By the time she got back to her small cave, Luce was in such a foul mood that she didn’t even bother to control her own singing. She didn’t care if the death song came back, how high and wildly it rose, or where it carried her. She even wanted it. She let her voice stretch out in free, feverish expansion, waiting for that heart-piercing note at the top of the stairs. She waited, but her voice was somewhere lower, smoother. It was the first time she’d deliberately allowed it to do whatever it wanted, and to her amazement it ignored the death song completely. Instead it glossed itself outward, rolled up at the corners . . .
And a feather-shaped wave appeared directly in a beam of brilliant sun: a frond of water, golden green, with a star in its heart. It pranced and waved at Luce as if it was overjoyed to see her, then as her voice tightened in on itself, it gave a little gleaming leap and raced at her. Luce tried to make her voice stop but its hold was too strong, and the tiny, shining wave rose taller and straighter, bobbing a little at the tip. It swayed and waited for Luce’s voice to tell it what to do.

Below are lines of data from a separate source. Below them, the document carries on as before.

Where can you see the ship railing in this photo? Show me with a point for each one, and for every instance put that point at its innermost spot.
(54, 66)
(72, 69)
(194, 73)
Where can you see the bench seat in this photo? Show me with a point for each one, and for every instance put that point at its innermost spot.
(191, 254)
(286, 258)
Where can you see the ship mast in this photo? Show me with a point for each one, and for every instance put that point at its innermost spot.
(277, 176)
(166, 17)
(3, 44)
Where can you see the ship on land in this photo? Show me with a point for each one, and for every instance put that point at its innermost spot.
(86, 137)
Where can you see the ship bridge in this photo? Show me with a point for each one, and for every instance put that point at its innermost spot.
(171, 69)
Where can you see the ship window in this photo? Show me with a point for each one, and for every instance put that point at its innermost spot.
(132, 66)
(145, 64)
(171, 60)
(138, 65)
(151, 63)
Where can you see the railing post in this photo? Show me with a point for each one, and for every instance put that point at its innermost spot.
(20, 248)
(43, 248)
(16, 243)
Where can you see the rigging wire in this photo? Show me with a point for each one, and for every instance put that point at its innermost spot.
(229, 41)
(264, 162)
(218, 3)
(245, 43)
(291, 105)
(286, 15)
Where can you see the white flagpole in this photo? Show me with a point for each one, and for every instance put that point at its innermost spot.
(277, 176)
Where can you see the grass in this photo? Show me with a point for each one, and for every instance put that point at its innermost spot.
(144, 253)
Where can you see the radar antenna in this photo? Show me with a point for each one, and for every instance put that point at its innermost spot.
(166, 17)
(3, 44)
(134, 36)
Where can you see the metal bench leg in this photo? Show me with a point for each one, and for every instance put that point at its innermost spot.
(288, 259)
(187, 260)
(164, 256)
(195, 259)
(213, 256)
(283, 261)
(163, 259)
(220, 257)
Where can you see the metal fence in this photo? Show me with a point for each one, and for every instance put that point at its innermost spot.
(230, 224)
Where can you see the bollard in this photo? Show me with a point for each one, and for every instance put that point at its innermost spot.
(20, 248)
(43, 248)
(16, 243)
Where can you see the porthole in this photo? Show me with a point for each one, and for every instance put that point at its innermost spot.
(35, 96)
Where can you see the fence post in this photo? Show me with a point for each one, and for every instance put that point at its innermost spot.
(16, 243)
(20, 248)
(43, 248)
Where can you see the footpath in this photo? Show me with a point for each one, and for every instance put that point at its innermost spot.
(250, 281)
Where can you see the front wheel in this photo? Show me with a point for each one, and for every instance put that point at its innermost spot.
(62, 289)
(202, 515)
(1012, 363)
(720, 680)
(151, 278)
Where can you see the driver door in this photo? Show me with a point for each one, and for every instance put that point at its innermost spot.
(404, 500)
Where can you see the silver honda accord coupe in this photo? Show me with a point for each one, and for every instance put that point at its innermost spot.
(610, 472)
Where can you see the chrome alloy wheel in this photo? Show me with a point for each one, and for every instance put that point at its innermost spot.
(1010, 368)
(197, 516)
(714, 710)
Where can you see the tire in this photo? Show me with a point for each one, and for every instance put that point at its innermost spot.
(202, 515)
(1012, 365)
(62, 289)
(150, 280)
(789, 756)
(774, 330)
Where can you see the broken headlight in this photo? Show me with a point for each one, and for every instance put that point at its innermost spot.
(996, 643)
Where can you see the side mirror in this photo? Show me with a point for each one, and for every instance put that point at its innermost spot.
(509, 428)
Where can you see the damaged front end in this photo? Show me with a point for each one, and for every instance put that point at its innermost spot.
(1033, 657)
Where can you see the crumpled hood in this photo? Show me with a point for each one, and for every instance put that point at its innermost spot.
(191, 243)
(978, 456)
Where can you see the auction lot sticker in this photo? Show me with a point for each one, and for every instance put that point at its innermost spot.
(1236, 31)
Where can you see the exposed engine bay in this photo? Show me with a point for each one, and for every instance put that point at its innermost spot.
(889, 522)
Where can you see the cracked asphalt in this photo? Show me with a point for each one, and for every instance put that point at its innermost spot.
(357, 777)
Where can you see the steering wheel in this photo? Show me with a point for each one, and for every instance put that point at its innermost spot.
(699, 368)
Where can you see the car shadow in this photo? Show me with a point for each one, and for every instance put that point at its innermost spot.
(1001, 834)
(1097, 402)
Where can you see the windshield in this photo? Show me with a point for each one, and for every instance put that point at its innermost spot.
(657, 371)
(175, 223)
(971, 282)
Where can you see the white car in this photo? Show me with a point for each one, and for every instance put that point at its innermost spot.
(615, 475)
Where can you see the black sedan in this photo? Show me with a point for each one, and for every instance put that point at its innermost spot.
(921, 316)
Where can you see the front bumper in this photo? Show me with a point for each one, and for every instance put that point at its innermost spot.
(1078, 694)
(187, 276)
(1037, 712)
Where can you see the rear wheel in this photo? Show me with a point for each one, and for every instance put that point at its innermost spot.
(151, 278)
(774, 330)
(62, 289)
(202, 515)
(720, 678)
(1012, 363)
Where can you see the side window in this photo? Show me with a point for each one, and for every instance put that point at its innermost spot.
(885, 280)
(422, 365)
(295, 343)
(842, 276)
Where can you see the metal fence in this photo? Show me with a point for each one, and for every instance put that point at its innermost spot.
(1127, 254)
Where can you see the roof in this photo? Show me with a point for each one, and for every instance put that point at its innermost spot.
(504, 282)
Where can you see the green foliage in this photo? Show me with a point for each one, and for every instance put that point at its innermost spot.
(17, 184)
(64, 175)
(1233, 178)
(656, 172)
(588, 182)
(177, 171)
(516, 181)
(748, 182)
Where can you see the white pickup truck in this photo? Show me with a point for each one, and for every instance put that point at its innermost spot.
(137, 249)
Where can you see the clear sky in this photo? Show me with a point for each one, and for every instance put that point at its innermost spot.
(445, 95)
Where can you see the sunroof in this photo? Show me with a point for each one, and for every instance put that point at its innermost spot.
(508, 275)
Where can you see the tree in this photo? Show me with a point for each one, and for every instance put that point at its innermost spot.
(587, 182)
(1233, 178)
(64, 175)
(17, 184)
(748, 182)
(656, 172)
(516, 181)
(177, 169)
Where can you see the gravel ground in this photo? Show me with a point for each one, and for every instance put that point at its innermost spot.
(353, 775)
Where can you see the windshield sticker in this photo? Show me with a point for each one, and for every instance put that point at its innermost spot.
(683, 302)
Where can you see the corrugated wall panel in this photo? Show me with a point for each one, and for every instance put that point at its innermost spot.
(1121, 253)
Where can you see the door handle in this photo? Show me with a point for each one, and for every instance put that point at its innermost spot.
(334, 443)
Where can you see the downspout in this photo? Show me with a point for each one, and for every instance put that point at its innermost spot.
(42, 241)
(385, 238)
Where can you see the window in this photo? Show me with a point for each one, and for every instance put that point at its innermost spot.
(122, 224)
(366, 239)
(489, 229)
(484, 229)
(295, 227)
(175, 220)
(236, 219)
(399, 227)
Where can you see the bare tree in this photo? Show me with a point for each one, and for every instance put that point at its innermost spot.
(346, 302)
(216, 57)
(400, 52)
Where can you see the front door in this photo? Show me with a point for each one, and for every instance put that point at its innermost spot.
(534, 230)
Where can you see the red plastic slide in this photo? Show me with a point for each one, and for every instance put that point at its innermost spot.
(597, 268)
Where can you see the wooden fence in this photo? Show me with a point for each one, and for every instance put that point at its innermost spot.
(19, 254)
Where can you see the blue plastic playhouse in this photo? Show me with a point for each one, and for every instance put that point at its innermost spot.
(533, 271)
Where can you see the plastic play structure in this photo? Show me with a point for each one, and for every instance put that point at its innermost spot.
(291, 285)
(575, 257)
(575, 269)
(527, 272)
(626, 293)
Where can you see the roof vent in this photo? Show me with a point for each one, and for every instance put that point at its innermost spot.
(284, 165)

It was real, then. The wave was at her command. It was exactly, exactly like her horrible dream. She must have a secret desire—one she couldn’t even consciously acknowledge—to hurt the people she loved most. She must be just as cruel as Anais, or maybe even worse. Anais had laughed when her father died, but even so, she probably didn’t have dreams about murdering him herself!
Luce held her tail out of the water long past the point where the pain throttled her song. She kept it up, her fins contracting frantically in the cool air, until a scream ripped out of her throat.
It took an hour of lying there, promising herself that she would never, ever allow that particular song to escape from her again, before Luce had the courage to try singing at all. Her voice seemed much more docile now, and by the time she’d spun through a long series of airy, haunting trills, Luce began to feel better. There was evil in her voice, and cruelty, but she told herself that as long as she kept practicing she’d eventually learn to control it; she’d make it into something beautiful and even innocent. She’d change what it meant to be a mermaid, and they could all live at peace . . .
By the time she left her little cave she was exhausted from so much concentrating, and ravenously hungry. Her thoughts were so completely taken up with the prospect of dinner that she wasn’t paying much attention as she wriggled through the cave’s skinny entrance, still humming softly. There was a sudden heave in the water and a splash as if something like a seal had just dove off the rocks right next to her, but when Luce looked toward the disturbance, the thing that had made it was already gone.